ゲームやアプリの開発に広く使用されている enchant.js を利用すると、比較的簡単にコミュニケーションエイドやVOCA(音声出力コミュニケーションエイド)を作ることができることがわかりました。また作られたものはパソコン以外にもスマホやタブレット端末でも使用できます。また手軽に大勢の人々に配布することも、ひとりひとりの使う人に合わせてその人専用に作ることもできます。しかも作るときも使う時も費用がほとんどかからないのが最大の特徴です。名前がないと何かと不便なので、『enchant文字盤』と呼ぶことにしました。
『enchant.jsでHTML5+JavaScriptゲーム開発入門』 というサイトを参考にVOCAのようなソフトとコミュニケーションエイドを作り、コミュニケーション関係のMLで紹介したところ、自分でも作れるようになりたいというご意見がありました。(声を上げた人は多くはないですが、他の人たちもなりゆきを見ているのかもしれません。このほか関心を持って自由にどんどん進めている人もいると思います。)
さてここで『どうぞご自由に』では、意欲はあっても経験の少ない人たちにとってやや荷が重いかもしれません。なにしろ特別支援学校の先生やこども病院のいろいろな先生やそれからおとうさんおかあさんが関心を持ちそうなテーマなのですから。なんとかなるところまで手助けが必要かもしれません。(手助けが必要ない方はどうぞお先に進めてください。)そこで『enchant.jsを極める!』といった話はひとまず脇に置き、多くの人々がそれなりに取り組んだらそれなりにできるようにするには何をどうしたらいいのかについて考えてみることにしました。
そこで機能についてはあまり手を広げず必要最小限に抑え、プログラム作成経験の全くない平均的な人が、動くもの、使えるものを作ることを目的にしました。このページの想定対象者の条件をまとめると次のようになります。
1 自分専用のパソコンを所有していてインターネットに接続している。
2 基本的な操作は自立している。または身近に支えてくれる人がいる。
3 熱意とねばりはある。(経験はないけれど)つまづいても途中で投げださない。
見なおしてみると、何かに取り組もうとするときにはいつも必要になるおなじみの項目ばかりです。私的には3番が大切だなあと思います。
さて始めましょう。
まず下記のURLにアクセスしてくだい。
http://www.toyama-reha.or.jp/techno/engineering/enchant/p-43d/index.htmlこのページ上部の図のように表示されましたか? 音が出ましたか? これが目的のenchant文字盤です。まず最初に画面の明るさと音の大きさを調整してください。言葉が四種類表示されています。どれでもいいですからクリック(タブレットではタップ)してください。声が出ます。
『こんにちは』『さようなら』『ありがとう』『ごめんなさい』
こんな道具をつかって、ことばの苦手な人たちはコミュニケーションの練習をします。
ことばが四種類では足りないだろう、不自由だろうと多くの方は思われるかもしれません。こうしたほうがいいとかこんなことばもほしいとかいろいろ考える方もおられるかもしれません。こんな思いつきはまずメモしておいてください。あとで役に立ちます。
使い終わるときはブラウザ(ネット閲覧ソフト)を閉じてください。
下見ではインターネットを使ってenchant文字盤を動かしていました。使用した情報機器(パソコンやスマホなど)には特にアプリケーションを追加インストールしなくても利用できるなどのメリットがありますがこのままでは変更など手を加え自分好みにすることができません。そこで同じファイルをダウンロードできるようにしました。

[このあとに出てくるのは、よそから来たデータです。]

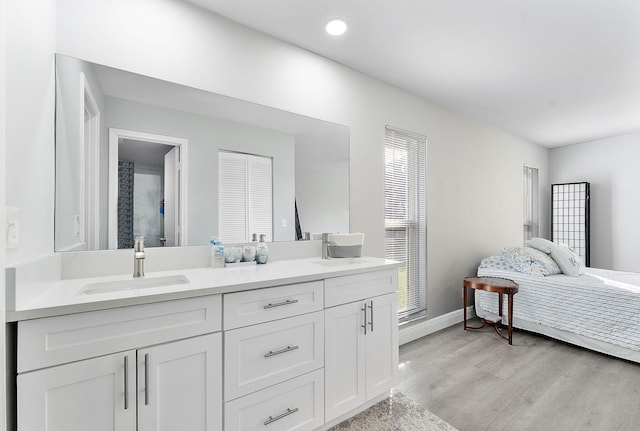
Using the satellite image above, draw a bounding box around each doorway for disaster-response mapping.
[108,128,187,249]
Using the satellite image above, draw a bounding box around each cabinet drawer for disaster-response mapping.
[224,311,324,401]
[224,370,324,431]
[18,295,222,372]
[224,281,323,330]
[324,269,398,307]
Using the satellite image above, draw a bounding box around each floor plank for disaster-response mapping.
[396,324,640,431]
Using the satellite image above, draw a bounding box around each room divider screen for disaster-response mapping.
[551,182,590,266]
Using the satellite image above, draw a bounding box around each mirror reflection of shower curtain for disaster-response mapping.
[118,160,134,248]
[551,182,591,266]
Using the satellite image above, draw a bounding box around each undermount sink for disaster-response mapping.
[78,275,189,295]
[312,257,366,266]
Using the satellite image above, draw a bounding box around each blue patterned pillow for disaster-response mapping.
[479,256,513,271]
[551,244,585,277]
[502,247,562,277]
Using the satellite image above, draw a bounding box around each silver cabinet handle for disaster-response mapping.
[124,355,129,410]
[264,346,300,358]
[144,353,149,406]
[360,302,367,335]
[264,299,298,310]
[264,407,298,425]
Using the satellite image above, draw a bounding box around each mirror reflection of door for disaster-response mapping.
[109,129,182,248]
[160,147,180,247]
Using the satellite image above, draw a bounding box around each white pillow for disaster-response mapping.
[502,247,562,277]
[551,244,585,277]
[525,237,553,254]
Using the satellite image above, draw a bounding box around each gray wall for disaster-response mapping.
[6,0,549,324]
[549,133,640,272]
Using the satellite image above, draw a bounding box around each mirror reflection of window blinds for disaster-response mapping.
[218,151,273,243]
[551,182,590,266]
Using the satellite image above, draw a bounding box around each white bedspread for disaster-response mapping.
[475,268,640,360]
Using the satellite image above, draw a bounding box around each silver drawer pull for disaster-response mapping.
[360,302,367,335]
[124,355,129,410]
[264,407,298,425]
[264,299,298,310]
[264,346,300,358]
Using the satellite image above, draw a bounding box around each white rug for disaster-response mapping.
[329,392,457,431]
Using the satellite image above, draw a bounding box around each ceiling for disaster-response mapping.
[182,0,640,147]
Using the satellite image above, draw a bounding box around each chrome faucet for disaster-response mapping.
[322,233,329,259]
[133,236,144,277]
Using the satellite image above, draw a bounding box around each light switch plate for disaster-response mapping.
[5,207,20,248]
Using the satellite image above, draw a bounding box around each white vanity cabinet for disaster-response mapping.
[17,295,222,431]
[11,258,398,431]
[224,281,324,431]
[325,269,398,422]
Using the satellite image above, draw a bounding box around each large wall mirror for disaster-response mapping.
[55,54,349,251]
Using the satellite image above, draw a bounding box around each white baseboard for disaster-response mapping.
[399,305,476,345]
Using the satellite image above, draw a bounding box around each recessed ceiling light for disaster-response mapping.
[325,18,347,36]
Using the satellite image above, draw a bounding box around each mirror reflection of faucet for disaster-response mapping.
[133,236,144,277]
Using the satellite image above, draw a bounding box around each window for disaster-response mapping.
[218,151,273,243]
[384,127,427,321]
[523,165,540,241]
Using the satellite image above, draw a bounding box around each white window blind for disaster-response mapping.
[523,165,540,241]
[218,151,273,243]
[384,127,427,320]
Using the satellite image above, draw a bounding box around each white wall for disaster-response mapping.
[56,0,548,317]
[0,1,7,431]
[54,56,104,250]
[2,0,548,324]
[4,0,56,265]
[550,133,640,272]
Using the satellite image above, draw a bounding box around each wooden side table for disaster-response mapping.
[462,277,518,345]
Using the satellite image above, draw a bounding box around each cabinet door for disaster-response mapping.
[365,293,398,400]
[324,301,366,422]
[17,351,136,431]
[138,333,222,431]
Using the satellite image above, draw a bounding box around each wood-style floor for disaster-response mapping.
[395,323,640,431]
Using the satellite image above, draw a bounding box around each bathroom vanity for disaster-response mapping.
[8,257,398,431]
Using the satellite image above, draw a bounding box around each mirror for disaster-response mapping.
[55,54,349,251]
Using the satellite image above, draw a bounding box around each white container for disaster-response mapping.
[256,235,269,264]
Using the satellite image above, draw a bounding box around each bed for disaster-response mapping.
[475,241,640,363]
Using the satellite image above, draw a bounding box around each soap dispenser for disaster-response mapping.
[256,234,269,264]
[209,237,225,268]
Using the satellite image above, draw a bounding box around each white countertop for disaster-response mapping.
[6,257,398,322]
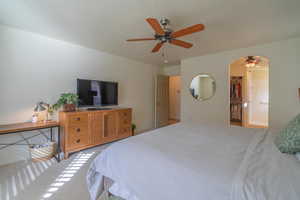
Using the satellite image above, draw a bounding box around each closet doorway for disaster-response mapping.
[155,75,181,128]
[230,56,269,128]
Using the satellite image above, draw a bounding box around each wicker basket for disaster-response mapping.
[29,142,56,162]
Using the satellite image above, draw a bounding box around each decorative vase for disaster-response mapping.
[64,104,76,112]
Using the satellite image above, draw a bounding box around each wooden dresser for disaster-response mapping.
[59,108,132,159]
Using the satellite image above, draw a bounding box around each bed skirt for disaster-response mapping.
[98,177,123,200]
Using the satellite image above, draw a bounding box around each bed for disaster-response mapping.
[87,123,300,200]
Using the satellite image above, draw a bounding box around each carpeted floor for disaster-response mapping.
[0,146,109,200]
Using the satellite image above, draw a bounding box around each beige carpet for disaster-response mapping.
[0,146,106,200]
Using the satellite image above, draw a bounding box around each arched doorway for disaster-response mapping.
[230,56,269,128]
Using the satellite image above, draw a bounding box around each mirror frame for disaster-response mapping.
[188,73,217,102]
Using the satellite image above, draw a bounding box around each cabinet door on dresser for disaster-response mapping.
[92,112,117,145]
[117,109,132,139]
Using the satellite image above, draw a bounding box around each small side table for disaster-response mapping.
[0,121,61,162]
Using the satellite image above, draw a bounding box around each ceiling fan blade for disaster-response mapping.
[126,38,155,42]
[170,39,193,49]
[152,42,164,53]
[146,18,165,35]
[171,24,205,38]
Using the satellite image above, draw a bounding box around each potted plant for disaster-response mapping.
[53,93,78,112]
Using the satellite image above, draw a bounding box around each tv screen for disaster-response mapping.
[77,79,118,106]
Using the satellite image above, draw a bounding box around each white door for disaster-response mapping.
[169,76,181,120]
[247,68,269,127]
[155,75,169,128]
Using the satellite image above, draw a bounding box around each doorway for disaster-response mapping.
[230,56,269,128]
[155,75,181,128]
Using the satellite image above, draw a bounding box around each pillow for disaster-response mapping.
[275,114,300,154]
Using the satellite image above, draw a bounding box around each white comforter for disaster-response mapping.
[87,124,300,200]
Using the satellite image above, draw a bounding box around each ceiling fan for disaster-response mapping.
[127,18,204,53]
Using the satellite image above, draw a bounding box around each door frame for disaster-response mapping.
[227,56,271,128]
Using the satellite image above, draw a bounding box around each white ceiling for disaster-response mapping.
[0,0,300,65]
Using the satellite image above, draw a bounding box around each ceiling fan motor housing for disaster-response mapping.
[160,17,170,26]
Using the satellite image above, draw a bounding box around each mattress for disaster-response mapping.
[87,123,300,200]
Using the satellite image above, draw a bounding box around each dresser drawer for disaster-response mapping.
[68,124,88,136]
[67,134,89,150]
[119,110,131,120]
[68,114,88,126]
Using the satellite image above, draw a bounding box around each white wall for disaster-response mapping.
[160,65,181,76]
[181,38,300,128]
[0,26,158,165]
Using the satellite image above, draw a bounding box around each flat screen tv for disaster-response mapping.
[77,79,118,107]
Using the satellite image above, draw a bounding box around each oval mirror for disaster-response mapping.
[190,74,216,101]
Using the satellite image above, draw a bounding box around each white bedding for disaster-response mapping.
[87,124,300,200]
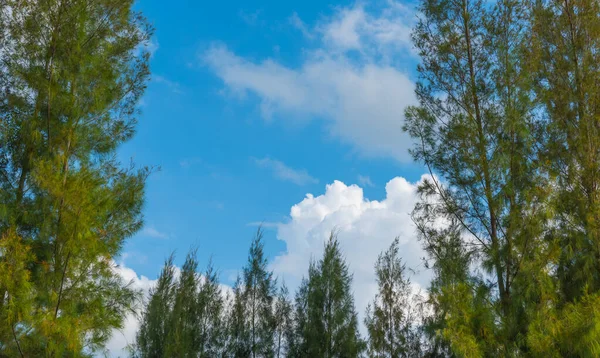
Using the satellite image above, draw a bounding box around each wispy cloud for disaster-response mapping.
[238,9,263,26]
[246,221,283,229]
[357,174,375,187]
[179,157,202,169]
[289,12,314,39]
[200,0,418,162]
[142,226,169,239]
[252,157,319,185]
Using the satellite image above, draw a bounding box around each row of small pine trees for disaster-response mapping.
[131,229,426,358]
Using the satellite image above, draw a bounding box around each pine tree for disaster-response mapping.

enchant文字盤 P-43BB.ZIP 128kB
上の青文字の部分をクリックするとダウンロードできます。お使いのブラウザ(ネット閲覧ソフト)の設定により保存する場所をたずねてくるか、自動的にダウンロードフォルダに保存されることもあります。
保存したファイルを探してください。 P-43BB.ZIP という名前のファイルがみつかりましたか?
ここで、P-43BBは見つかったけれど、P-43BB.zipがない方へ
あなたのパソコンは、ファイルの拡張子が表示する設定になっていないようです。他のファイルはどうですか。これから始まる話のなかで誤解や間違いを減らすためにファイルの拡張子を表示するように設定を変更することをお勧めします。具体的な変更方法は、『ファイル 拡張子 表示』で検索するとよいでしょう。
ここまでの作業で目的のファイルが圧縮されたのZIPファイルがパソコンに保存されました。使用するにはこれを解凍(展開とも言います)します。解凍の方法はお使いのパソコンによって異なります。例えば、『Windows7 ZIP 解凍』などと検索してください。
解凍されるとP-43BBフォルダが作られ中に以下の様なファイルが出現します。最初に確認してください。また解凍後のZIPファイルは不測の事態に備えて保存しておくことをお勧めします。
apad.png
end.png
font0.png
gameover.mp3
icon0.png
index.html
jump.mp3
kotoba1.gif
kotoba1.mp3
kotoba2.gif
kotoba2.mp3
kotoba3.gif
kotoba3.mp3
kotoba4.gif
kotoba4.mp3
pad.png
start.png
js フォルダ
└ main.js
└ lib フォルダ
└ enchant.js
└ plugins フォルダ
└ nineleap.enchant.js
└ ui.enchant.js
ダウンロードと解凍は、これからも何回か実行することになりますのでしっかり身につけてください。
index.htmlをダブルクリックするとブラウザが起動しenchant文字盤が始まります。使い方は下見と同じです。しかしここで動いているのは上でダウンロードし解凍したファイルです。
次にkotoba1.mp3をダブルクリックしてください。『こんにちは』と声がします。このファイルの中に『こんにちは』の声が入っています。同様に kotoba2.mp3、kotoba3.mp3、kotoba4.mp3もダブルクリックして音声を確認してください。.mp3は音声ファイルの一種です。これらは耳に聞こえる音を決めています。
最後に、kotoba1.gifをダブルクリックしてください。『こんにちは』の文字が表示されます。同様に、kotoba2.gif、kotoba3.gif、kotoba4.gifもダブルクリックして表示してみてください。.gifは画像ファイルの一種です。これらは目に見えるものを決めています。
enchant文字盤の動きを決定しているのは、main.jsです。このファイルをダブルクリックしても多くの場合自動的に開きません。本来ならテキストエディタを勧めたいところですがWindows標準のメモ帳でも開くことができます。(ただし文字化けを防ぐためファイル、名前をつけて保存で、文字コードがUTF-8になっていることを確認してください。)下図のような英語と日本語が混在した文が表示されます。この100行あまりの文でenchant文字盤は動いています。精密な部分です。間違えて書き換えないように注意してください。
テキストエディタについて Windowsのメモ帳でもよいですが、テキストエディタを使用すれば作業効率もあがりミスも減ります。『窓の杜』など無料ソフト紹介サイトでは何種類かの優れたテキストエディタが入手できます。選ぶ際のヒントは『評判のいいものよりも使う人に合ったものがいい』です。これは福祉機器と同じです。まず試しにどれか使ってみることをお勧めします。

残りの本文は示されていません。